E-cigs could be more harmful to CV health than traditional cigarettes

A study out of the Smidt Heart Institute at Cedars-Sinai Medical Center suggests e-cigarettes—the culprit behind a vaping epidemic that’s injured more than 2,000 and claimed the lives of at least 39—could be more harmful to CV health than traditional cigarettes.

Florian Rader, MD, MSc, medical director of the Human Physiology Laboratory at the Smidt Heart Institute, and his colleagues are set to present their findings at the American Heart Association’s annual Scientific Sessions, which kick off Nov. 16 in Philadelphia. The team studied young-adult smokers, comparing blood flow and vascular function between people who regularly used e-cigs and those who regularly smoked tobacco cigarettes.

Rader et al. measured blood flow to the heart before and after smoking episodes, both while participants were at rest and after they performed a handgrip exercise to simulate physiological stress.
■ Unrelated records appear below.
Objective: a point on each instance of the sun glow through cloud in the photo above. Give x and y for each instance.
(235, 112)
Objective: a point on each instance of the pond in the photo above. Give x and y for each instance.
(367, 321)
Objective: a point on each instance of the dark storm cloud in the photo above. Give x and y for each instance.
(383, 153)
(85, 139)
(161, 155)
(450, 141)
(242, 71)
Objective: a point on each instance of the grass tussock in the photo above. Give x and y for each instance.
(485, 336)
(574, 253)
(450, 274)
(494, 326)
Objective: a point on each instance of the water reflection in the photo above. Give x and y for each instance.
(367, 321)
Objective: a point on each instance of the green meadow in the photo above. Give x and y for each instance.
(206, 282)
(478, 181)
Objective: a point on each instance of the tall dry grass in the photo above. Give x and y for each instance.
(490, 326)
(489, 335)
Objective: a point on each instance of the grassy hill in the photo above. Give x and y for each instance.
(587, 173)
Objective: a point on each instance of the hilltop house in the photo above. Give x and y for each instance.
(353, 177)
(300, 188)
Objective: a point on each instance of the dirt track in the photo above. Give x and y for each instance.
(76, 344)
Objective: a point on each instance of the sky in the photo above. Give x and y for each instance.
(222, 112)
Adults who smoked traditional cigarettes saw a modest increase in blood flow after inhalation that decreased with subsequent stress; e-cigarette users saw a decrease in blood flow at rest and after the handgrip exercise.

“Our results suggest that e-cigarette use is associated with coronary vascular dysfunction at rest, even in the absence of physiologic stress,” Susan Cheng, MD, MPH, director of Public Health Research at the Smidt Heart Institute, said in a release. “These findings indicate the opposite of what e-cigarette and vaping marketing is saying about their safety profile.”

Despite strenuous attempts by local and federal bodies to limit the distribution of potentially harmful vaping products, the use of e-cigs has soared in recent years. A poll from the FDA found that 27.5% of high school students admitted to smoking e-cigarettes in 2019—nearly 7 percentage points higher than the same statistic in 2018.

“What makes e-cigarettes so harmful to the heart and lungs is not just nicotine,” Rader said in the release. “It’s the completely unknown bucket of manufactured products used to form vapors that is likely causing the most harm. This is what we believe is underlying the current public health problem.”

This month the CDC confirmed that the cause of most recent injuries and deaths from EVALI (e-cigarette or vaping product use-associated lung injury) is Vitamin E acetate, a chemical that’s used in various supplements and skin creams. While it’s been deemed safe as a topical or oral agent, the chemical seems to cause harm when inhaled.

Rader, Cheng and the rest of their research team are continuing to conduct research on the mechanisms underlying vascular changes brought on by EVALI. They’re also working to expand their research pool to a more diverse population, including those with pre-existing CV risk.

 “What we are learning from our own research, along with the work of others, is that use of any electronic nicotine delivery system should be considered with a high degree of caution until more data can be gathered,” Rader said.